Certainly it would be best to get the title and meta descriptions fixed with bp groups (and member pages) as the best solution, but seeing how you are currently using the groups as basically a page with an activity, votes, comments, and related ones.. with a “sign up to add your own” option, – I wonder if it would be best to just delete those “groups”…

Instead I would consider making them just a new “page” of the site.. or if you really want to get into the whole “different users sharing different projects” – kind of instructables kind of thing – with a twist, it may be better to turn on WP multi-site – and make each activity a new “site (blog)”

– doing so would give you the same features – a video, instructions, related activities (posts and sites) – ability to sign up and create your own, comments, etc…

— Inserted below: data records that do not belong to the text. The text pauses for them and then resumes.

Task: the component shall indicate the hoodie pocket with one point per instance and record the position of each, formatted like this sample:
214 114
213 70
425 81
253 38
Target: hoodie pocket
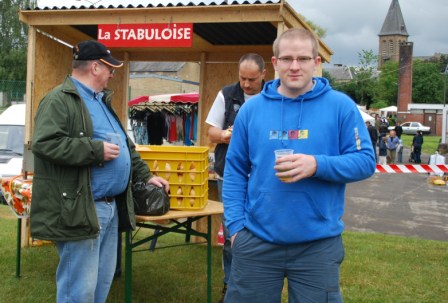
72 209
287 217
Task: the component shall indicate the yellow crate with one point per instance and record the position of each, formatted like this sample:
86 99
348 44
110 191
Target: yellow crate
188 196
185 168
184 177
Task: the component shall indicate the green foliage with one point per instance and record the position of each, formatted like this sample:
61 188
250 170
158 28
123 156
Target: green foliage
327 75
427 82
319 31
13 37
387 86
362 89
379 104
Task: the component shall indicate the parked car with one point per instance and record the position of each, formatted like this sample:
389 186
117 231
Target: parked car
12 132
411 128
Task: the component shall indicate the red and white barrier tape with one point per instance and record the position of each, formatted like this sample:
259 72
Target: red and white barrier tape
411 169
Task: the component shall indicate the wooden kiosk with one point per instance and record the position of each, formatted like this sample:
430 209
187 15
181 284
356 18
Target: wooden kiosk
221 34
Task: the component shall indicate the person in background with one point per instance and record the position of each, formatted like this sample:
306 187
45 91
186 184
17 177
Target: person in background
417 142
400 150
251 70
84 166
382 130
382 151
373 133
292 228
392 145
398 130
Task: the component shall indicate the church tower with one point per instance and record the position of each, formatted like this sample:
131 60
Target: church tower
393 33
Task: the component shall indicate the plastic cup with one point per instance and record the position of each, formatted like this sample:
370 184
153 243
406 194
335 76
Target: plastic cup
279 153
113 138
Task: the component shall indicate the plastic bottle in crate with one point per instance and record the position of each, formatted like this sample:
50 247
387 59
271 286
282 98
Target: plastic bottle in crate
220 235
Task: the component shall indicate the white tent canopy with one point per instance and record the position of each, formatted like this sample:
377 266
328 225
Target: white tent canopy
366 117
384 112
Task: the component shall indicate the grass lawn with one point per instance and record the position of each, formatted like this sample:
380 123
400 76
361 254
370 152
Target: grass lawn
377 268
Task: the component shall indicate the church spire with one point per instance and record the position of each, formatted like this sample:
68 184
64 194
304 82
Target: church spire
394 22
392 35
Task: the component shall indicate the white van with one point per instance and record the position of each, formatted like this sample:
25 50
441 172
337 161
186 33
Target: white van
12 137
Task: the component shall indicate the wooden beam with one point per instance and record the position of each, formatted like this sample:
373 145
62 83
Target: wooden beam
196 14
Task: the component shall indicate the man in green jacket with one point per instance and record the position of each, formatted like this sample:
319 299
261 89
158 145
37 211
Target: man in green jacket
84 168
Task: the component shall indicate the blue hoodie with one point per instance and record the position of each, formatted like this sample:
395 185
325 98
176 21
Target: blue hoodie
322 122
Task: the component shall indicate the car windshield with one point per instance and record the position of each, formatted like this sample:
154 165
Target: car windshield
12 138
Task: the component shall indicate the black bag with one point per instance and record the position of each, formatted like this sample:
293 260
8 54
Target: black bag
150 200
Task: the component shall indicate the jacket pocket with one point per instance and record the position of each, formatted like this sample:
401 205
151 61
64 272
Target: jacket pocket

and that would give you the standard WP search indexing options – good page titles, descriptions, etc (not the errors that bP is currently producing for those pages)

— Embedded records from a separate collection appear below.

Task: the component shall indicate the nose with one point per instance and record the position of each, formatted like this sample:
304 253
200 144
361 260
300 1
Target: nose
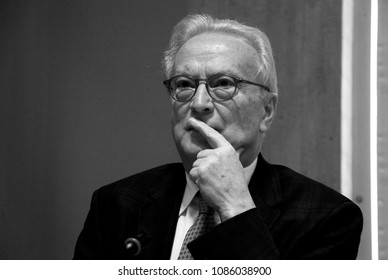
202 102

just a thought – not exactly sure how you are using the groups thing and what the goal is with it, just glancing at the setup and thinking what I may do…

@eskymo – if you have the money to burn get a basic vps somewhere and get it started.

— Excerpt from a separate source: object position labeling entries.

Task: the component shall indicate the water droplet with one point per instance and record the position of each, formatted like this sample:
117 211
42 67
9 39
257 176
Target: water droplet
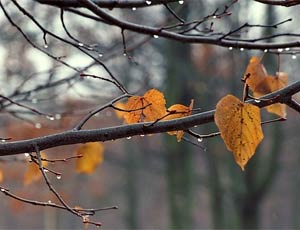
50 117
57 116
34 100
38 125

my past experiences with “cloud hosting” did not work out – other hosts may differ.

If you have not even started I would not worry about bandwidth or the network growth – sure if you are going to run TV commercials saying join my social network and get free gold bars – then you probably want to worry about that..

I have a solid buddypress site running on a basic shared hosting environment (reseller package they call it I think – gives a little more resources)

I have one running on a VPS, and another on a dedicated server. Even if you get 10,000 members sharing pics and uploading vids I don’t think you will hit bandwidth and growth issues.

You can always copy your database and zip your files to a new host or larger plan at same host if you run into limits.. and of course also look at things to do that would minimize things (block bad robots indexing, cache plugins, etc)

Not sure why you would stick with looking in london hoping to get support on the phone during daytime hours – if I have a host that can’t answer me with support at 2am I move on (and have) to the next one.

With a reasonable host I think you could start at $10 a month.. if can afford get a VPS ~50 a month – dedicated shared resources – better if you are going to setup your BP to also be WP-MS (multi-site / multi-blog (giving users their own “tumblr” type blogs on top of the social networking stuff)

If you grow out of it – great – you can likely afford to go dedicated and look into tuning thing..

/random opinion \ thoughts

Go to your main groups page, and an individual group page.

On both do a “view source”

Is there anything in your source that has anything to do with “robots”
(like robots meta noindex)

That would be an issue – but I bet it’s just the way buddypress handles the
“meta name description”
and html page “title” for groups, and individual member’s profile pages

G’s Wb Tools always says it’s an issue for my bp sites..
(missing completely, or duplicate your other pages, or too short)

This issue was brought up and worked on a bit a few months ago here:
https://buddypress.org/support/topic/bussdypress-title-and-seo-yoast-problem/#post-236324

(since then there was some interesting discussion in a trac where I was impressed some of the devs thought about a lot of issues with this – can’t remember the trac # atm)

I also made a suggestion about this issue here:
https://buddypress.org/support/topic/page-titles-meta-desc-option-like-wp-permalinks/

Although there was some great work on this issue recently, I think it’s still far from what the big G wants to see.

Given the issues with each group’s lack of good (or any) meta name description, and lame page titles, it may actually be more beneficial to block their indexing with a robots.txt file – as having a bunch of issues there affects the ranking for the rest of your site from what I gather.